While they seem like a simple component, the nozzles on rocket engines require complex production methods to withstand the extreme temperatures and pressures they encounter during the combustion process. And with additional complexity comes extra costs.
Both cost and complexity have played critical roles in the advancement of 3D printing and additive manufacturing technology. And just as numerous manufacturers have saved time and money by incorporating 3D printing into their production flows, NASA's Marshall Space Flight Center looked to realize the same benefits via a new additive manufacturing technique for nozzle fabrication.

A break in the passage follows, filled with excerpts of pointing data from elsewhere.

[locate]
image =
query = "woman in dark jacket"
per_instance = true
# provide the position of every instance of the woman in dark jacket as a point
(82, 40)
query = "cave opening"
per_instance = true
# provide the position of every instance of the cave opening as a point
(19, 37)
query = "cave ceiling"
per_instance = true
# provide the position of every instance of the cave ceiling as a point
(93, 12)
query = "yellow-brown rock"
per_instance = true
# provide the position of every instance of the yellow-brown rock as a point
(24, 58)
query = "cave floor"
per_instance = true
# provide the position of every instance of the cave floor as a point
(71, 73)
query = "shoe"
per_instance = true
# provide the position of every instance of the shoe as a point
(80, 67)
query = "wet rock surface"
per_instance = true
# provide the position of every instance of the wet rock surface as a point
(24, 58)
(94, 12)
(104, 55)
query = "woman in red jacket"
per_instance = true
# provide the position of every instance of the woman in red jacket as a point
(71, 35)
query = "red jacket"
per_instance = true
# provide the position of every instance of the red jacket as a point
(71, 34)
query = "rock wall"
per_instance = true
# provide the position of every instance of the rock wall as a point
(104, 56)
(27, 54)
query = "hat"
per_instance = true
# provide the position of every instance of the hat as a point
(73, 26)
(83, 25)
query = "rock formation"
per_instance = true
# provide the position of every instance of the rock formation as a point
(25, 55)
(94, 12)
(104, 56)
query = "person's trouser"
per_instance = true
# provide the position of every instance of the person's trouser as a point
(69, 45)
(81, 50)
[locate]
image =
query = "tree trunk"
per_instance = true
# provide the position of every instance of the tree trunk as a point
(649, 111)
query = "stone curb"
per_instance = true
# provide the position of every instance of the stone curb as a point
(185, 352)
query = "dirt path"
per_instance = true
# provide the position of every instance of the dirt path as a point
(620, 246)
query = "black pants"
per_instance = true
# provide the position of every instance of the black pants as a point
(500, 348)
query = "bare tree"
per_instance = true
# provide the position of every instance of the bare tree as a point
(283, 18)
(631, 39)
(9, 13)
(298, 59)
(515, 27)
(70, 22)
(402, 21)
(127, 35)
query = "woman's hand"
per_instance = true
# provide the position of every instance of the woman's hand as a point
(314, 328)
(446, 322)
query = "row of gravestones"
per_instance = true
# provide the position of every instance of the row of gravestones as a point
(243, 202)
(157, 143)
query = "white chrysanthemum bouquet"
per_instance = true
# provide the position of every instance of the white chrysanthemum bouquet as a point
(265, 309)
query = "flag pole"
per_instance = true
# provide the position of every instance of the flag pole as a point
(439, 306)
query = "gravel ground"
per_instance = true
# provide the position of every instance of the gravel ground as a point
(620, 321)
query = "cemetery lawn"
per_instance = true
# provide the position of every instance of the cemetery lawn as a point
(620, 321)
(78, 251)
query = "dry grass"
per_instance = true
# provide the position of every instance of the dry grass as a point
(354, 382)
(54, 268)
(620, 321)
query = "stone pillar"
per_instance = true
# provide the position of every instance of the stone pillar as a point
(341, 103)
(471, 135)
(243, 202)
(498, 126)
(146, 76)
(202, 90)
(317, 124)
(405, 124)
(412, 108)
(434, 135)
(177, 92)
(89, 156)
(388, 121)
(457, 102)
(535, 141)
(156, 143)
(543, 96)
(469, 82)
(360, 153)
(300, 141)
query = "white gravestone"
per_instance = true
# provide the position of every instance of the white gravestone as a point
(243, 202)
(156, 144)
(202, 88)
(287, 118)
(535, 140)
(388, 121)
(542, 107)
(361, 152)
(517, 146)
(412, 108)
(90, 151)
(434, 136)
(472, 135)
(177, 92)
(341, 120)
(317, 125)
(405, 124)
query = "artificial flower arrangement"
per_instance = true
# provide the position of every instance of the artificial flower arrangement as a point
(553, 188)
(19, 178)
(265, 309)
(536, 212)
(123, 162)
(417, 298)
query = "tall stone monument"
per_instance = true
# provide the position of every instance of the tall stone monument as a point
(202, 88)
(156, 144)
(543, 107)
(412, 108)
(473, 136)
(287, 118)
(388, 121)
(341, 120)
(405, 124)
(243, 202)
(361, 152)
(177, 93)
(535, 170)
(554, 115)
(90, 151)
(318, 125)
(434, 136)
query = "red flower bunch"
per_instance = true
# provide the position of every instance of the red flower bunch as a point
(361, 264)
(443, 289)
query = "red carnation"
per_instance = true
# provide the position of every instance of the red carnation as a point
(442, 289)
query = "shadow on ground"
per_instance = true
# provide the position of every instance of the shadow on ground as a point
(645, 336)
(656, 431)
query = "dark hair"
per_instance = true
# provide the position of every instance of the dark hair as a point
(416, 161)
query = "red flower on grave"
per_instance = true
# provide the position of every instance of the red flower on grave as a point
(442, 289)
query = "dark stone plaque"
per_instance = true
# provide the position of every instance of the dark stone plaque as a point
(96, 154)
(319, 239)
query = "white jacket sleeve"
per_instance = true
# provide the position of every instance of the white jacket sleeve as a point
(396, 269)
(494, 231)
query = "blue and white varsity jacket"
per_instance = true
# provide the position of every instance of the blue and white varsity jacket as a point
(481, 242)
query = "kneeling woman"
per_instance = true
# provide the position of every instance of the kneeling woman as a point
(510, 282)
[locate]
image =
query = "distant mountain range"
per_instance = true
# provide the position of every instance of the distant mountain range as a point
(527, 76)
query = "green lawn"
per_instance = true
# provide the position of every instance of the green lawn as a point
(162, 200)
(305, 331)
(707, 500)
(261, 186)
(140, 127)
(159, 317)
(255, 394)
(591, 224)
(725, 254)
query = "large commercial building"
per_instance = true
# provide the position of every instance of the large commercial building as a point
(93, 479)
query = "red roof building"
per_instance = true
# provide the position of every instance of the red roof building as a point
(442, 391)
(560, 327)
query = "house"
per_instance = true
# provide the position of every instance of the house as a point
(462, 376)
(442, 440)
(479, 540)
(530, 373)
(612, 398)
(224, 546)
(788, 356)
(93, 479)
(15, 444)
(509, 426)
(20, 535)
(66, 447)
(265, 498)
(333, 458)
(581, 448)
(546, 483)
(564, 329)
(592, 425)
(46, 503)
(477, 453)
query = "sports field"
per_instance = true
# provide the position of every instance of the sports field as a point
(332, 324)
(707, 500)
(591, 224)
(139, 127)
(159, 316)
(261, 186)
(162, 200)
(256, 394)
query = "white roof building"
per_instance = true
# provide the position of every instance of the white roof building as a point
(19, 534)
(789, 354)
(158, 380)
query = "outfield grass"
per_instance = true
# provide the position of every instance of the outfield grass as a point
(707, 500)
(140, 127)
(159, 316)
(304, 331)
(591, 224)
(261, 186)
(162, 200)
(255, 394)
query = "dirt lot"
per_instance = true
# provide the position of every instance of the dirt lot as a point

The process is called Laser Wire Direct Closeout (LWDC), and it differs from other 3D-printing approaches in that it uses a freeform-directed energy wire deposition process to fabricate material in place. This NASA-patented technology has the potential to reduce build time from months to weeks.
The LWDC technique employs a wire-based additive manufacturing process that helps address the high operating pressures faced by these nozzles. The new process also allows for fabricating a series of channels within the nozzle that play an important role in guarding against overheating. Using 3D printing for the nozzles, which are only as thick as a couple of sheets of paper, allows for accurately building a part that can withstand a harsh operating environment.
Keystone Synergistic of Port St. Lucie, Florida used the technology to fabricate and test a nozzle. The LWDC approach is currently being licensed for commercial applications, and was developed through NASA's Small Business Innovation Research program.